Carlos Santana was one example of the slow reaction to Valens's legacy. Born in Mexico and trained first on the violin that he played with his father in Tijuana Bars, he took up the guitar only after moving with his family to San Francisco in the early 1960s. He was inspired by Ritchie Valens, but he took his musical cue from B. B. King. In fact, his first band was called the Santana Blues Band. But the musicians he assembled during the second half of the decade brought a world of sounds to the band, including jazz, salsa, and Afro-Cuban. By the time of Santana's breakout performance at Woodstock, Carlos Santana had built a truly cosmopolitan music with a heavy Latin feel.
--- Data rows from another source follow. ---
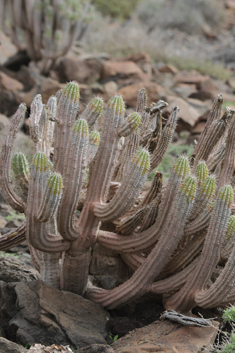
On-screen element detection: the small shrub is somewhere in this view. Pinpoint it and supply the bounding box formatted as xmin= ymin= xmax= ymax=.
xmin=92 ymin=0 xmax=139 ymax=19
xmin=136 ymin=0 xmax=225 ymax=34
xmin=210 ymin=306 xmax=235 ymax=352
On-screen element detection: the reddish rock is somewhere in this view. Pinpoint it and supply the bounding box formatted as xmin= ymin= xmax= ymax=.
xmin=124 ymin=52 xmax=152 ymax=80
xmin=202 ymin=24 xmax=217 ymax=40
xmin=173 ymin=83 xmax=197 ymax=98
xmin=0 ymin=32 xmax=18 ymax=65
xmin=41 ymin=78 xmax=64 ymax=103
xmin=112 ymin=319 xmax=219 ymax=353
xmin=175 ymin=71 xmax=212 ymax=87
xmin=226 ymin=0 xmax=235 ymax=10
xmin=174 ymin=72 xmax=217 ymax=101
xmin=167 ymin=96 xmax=199 ymax=126
xmin=58 ymin=57 xmax=102 ymax=85
xmin=125 ymin=52 xmax=151 ymax=64
xmin=0 ymin=71 xmax=23 ymax=92
xmin=164 ymin=96 xmax=200 ymax=132
xmin=102 ymin=61 xmax=146 ymax=82
xmin=191 ymin=122 xmax=206 ymax=135
xmin=187 ymin=98 xmax=211 ymax=115
xmin=159 ymin=64 xmax=179 ymax=74
xmin=118 ymin=82 xmax=165 ymax=108
xmin=103 ymin=81 xmax=118 ymax=98
xmin=197 ymin=77 xmax=217 ymax=94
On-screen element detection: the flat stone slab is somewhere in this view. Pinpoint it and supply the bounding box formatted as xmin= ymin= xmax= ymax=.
xmin=112 ymin=318 xmax=219 ymax=353
xmin=0 ymin=280 xmax=110 ymax=350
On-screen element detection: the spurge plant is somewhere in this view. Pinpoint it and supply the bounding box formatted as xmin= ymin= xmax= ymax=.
xmin=1 ymin=81 xmax=235 ymax=315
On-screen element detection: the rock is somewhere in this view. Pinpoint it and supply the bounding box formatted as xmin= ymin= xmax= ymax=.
xmin=0 ymin=89 xmax=22 ymax=116
xmin=58 ymin=57 xmax=102 ymax=85
xmin=187 ymin=98 xmax=211 ymax=115
xmin=158 ymin=64 xmax=179 ymax=74
xmin=226 ymin=0 xmax=235 ymax=10
xmin=202 ymin=24 xmax=217 ymax=40
xmin=165 ymin=96 xmax=199 ymax=128
xmin=191 ymin=122 xmax=206 ymax=135
xmin=124 ymin=53 xmax=152 ymax=80
xmin=175 ymin=73 xmax=217 ymax=101
xmin=0 ymin=255 xmax=40 ymax=283
xmin=0 ymin=72 xmax=24 ymax=92
xmin=41 ymin=78 xmax=64 ymax=103
xmin=172 ymin=83 xmax=197 ymax=98
xmin=3 ymin=51 xmax=30 ymax=71
xmin=0 ymin=337 xmax=27 ymax=353
xmin=197 ymin=78 xmax=217 ymax=95
xmin=125 ymin=52 xmax=151 ymax=65
xmin=16 ymin=65 xmax=43 ymax=92
xmin=188 ymin=91 xmax=214 ymax=101
xmin=103 ymin=81 xmax=118 ymax=98
xmin=101 ymin=61 xmax=146 ymax=82
xmin=118 ymin=82 xmax=165 ymax=108
xmin=175 ymin=71 xmax=216 ymax=92
xmin=0 ymin=280 xmax=109 ymax=350
xmin=111 ymin=319 xmax=219 ymax=353
xmin=76 ymin=344 xmax=115 ymax=353
xmin=0 ymin=32 xmax=18 ymax=66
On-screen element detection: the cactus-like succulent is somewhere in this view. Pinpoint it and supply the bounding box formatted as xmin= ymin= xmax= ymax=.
xmin=0 ymin=0 xmax=90 ymax=74
xmin=1 ymin=82 xmax=235 ymax=315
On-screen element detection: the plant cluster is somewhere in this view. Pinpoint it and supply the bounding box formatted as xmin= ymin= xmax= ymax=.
xmin=0 ymin=0 xmax=90 ymax=73
xmin=1 ymin=82 xmax=235 ymax=315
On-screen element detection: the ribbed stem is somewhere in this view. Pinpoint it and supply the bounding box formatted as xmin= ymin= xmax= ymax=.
xmin=27 ymin=152 xmax=69 ymax=252
xmin=150 ymin=106 xmax=179 ymax=171
xmin=191 ymin=94 xmax=223 ymax=164
xmin=192 ymin=108 xmax=232 ymax=171
xmin=0 ymin=222 xmax=26 ymax=251
xmin=166 ymin=185 xmax=233 ymax=313
xmin=0 ymin=103 xmax=26 ymax=212
xmin=87 ymin=176 xmax=196 ymax=308
xmin=94 ymin=149 xmax=150 ymax=222
xmin=61 ymin=250 xmax=91 ymax=295
xmin=97 ymin=156 xmax=190 ymax=253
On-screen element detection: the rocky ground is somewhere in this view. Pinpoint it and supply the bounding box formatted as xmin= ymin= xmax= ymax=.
xmin=1 ymin=2 xmax=235 ymax=352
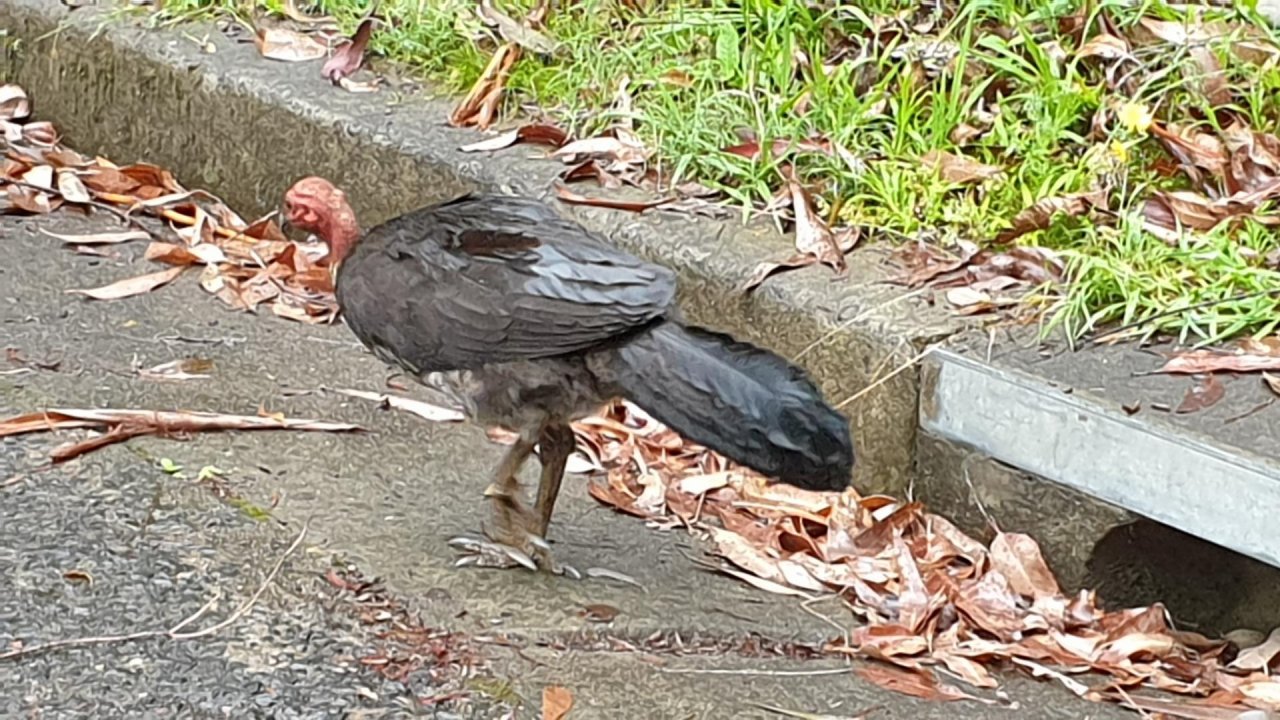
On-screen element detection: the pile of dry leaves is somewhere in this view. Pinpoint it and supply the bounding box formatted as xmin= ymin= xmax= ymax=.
xmin=578 ymin=400 xmax=1280 ymax=717
xmin=1 ymin=84 xmax=337 ymax=323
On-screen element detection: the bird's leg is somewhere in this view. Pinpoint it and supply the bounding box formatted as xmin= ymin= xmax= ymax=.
xmin=482 ymin=435 xmax=537 ymax=551
xmin=518 ymin=423 xmax=576 ymax=574
xmin=449 ymin=435 xmax=545 ymax=572
xmin=533 ymin=424 xmax=576 ymax=538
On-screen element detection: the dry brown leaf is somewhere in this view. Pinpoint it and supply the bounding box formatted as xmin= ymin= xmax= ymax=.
xmin=743 ymin=187 xmax=858 ymax=293
xmin=1143 ymin=191 xmax=1253 ymax=234
xmin=1175 ymin=374 xmax=1226 ymax=414
xmin=553 ymin=184 xmax=673 ymax=212
xmin=0 ymin=84 xmax=30 ymax=121
xmin=577 ymin=603 xmax=620 ymax=623
xmin=119 ymin=162 xmax=182 ymax=193
xmin=137 ymin=358 xmax=214 ymax=382
xmin=56 ymin=170 xmax=92 ymax=204
xmin=995 ymin=189 xmax=1106 ymax=243
xmin=1151 ymin=123 xmax=1229 ymax=185
xmin=936 ymin=651 xmax=1000 ymax=689
xmin=1231 ymin=628 xmax=1280 ymax=671
xmin=709 ymin=526 xmax=801 ymax=589
xmin=459 ymin=123 xmax=568 ymax=152
xmin=790 ymin=181 xmax=846 ymax=275
xmin=921 ymin=150 xmax=1001 ymax=184
xmin=847 ymin=624 xmax=930 ymax=661
xmin=952 ymin=571 xmax=1029 ymax=641
xmin=1011 ymin=657 xmax=1090 ymax=697
xmin=922 ymin=514 xmax=988 ymax=572
xmin=39 ymin=228 xmax=150 ymax=245
xmin=255 ymin=27 xmax=327 ymax=62
xmin=81 ymin=166 xmax=140 ymax=195
xmin=4 ymin=185 xmax=56 ymax=214
xmin=1075 ymin=33 xmax=1131 ymax=61
xmin=1191 ymin=46 xmax=1230 ymax=108
xmin=1237 ymin=677 xmax=1280 ymax=707
xmin=66 ymin=265 xmax=187 ymax=300
xmin=21 ymin=121 xmax=58 ymax=147
xmin=1223 ymin=123 xmax=1280 ymax=195
xmin=145 ymin=241 xmax=227 ymax=266
xmin=1098 ymin=632 xmax=1178 ymax=666
xmin=854 ymin=665 xmax=981 ymax=703
xmin=719 ymin=565 xmax=814 ymax=597
xmin=322 ymin=18 xmax=375 ymax=82
xmin=552 ymin=134 xmax=649 ymax=165
xmin=1159 ymin=350 xmax=1280 ymax=375
xmin=1134 ymin=17 xmax=1231 ymax=47
xmin=722 ymin=137 xmax=831 ymax=161
xmin=449 ymin=42 xmax=519 ymax=129
xmin=945 ymin=287 xmax=991 ymax=309
xmin=677 ymin=471 xmax=733 ymax=495
xmin=22 ymin=164 xmax=54 ymax=190
xmin=542 ymin=685 xmax=573 ymax=720
xmin=990 ymin=532 xmax=1061 ymax=600
xmin=893 ymin=536 xmax=932 ymax=633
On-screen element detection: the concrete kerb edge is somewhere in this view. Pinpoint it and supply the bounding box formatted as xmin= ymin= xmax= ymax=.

While Santana became the most famous Latino rocker, Little Joe Hernandez may provide the best example of the path between Ritchie Valens and the more full integration of Latino music in rock and roll. Little Joe (José María de Léon Hernández) was born in Texas in 1940. He left school to work in the cotton fields at twelve and joined his cousin's band, The Latinaires, at thirteen. By the time he was nineteen, the band was his, and they were recording Tejano music with Buena Suerte Records. But Little Joe wanted to reach a larger audience, so he formed an English only label, Good Luck Records, to release songs like "If I Could Turn Back the Hands of Time."
But by the end of the 1960s, Little Joe had been inspired by the Chicano Movement, a movement that aimed to cultivate Chicano identity and advance a series of political, social, and cultural objectives. Little Joe's band dumped their Motown matching tuxedos and changed their name to Little Joe y La Familia. They abandoned their two-pronged approach to the market and developed a sound that was more thoroughly Latino. Little Joe also embraced some of the political objectives of the Chicano Movement. He marched alongside César Chávez in support of United Farm Workers, and in 1972 he gave the striking agricultural workers an anthem with "Las Nubes."
Ritchie Valens was only seventeen when he burst on to the scene and only seventeen when he died. He may have been too young to fully appreciate the importance of his rock and roll success. He told his manager, Bob Keane, that his greatest goal was to buy his hard-working mother a house, and shortly before he died he achieved that goal. But Valens also accomplished something much greater, something that he may not have even known he was doing. He cracked open rock and roll's door for a growing part of the American populace. He provided a role model for aspiring Latino musicians and taught them that success in the rock and roll mainstream could be achieved by incorporating, not obscuring, their Latino roots. It would be another decade before these young musicians fully embraced this lesson, but it may have been even longer had Valens not been there to first point the way.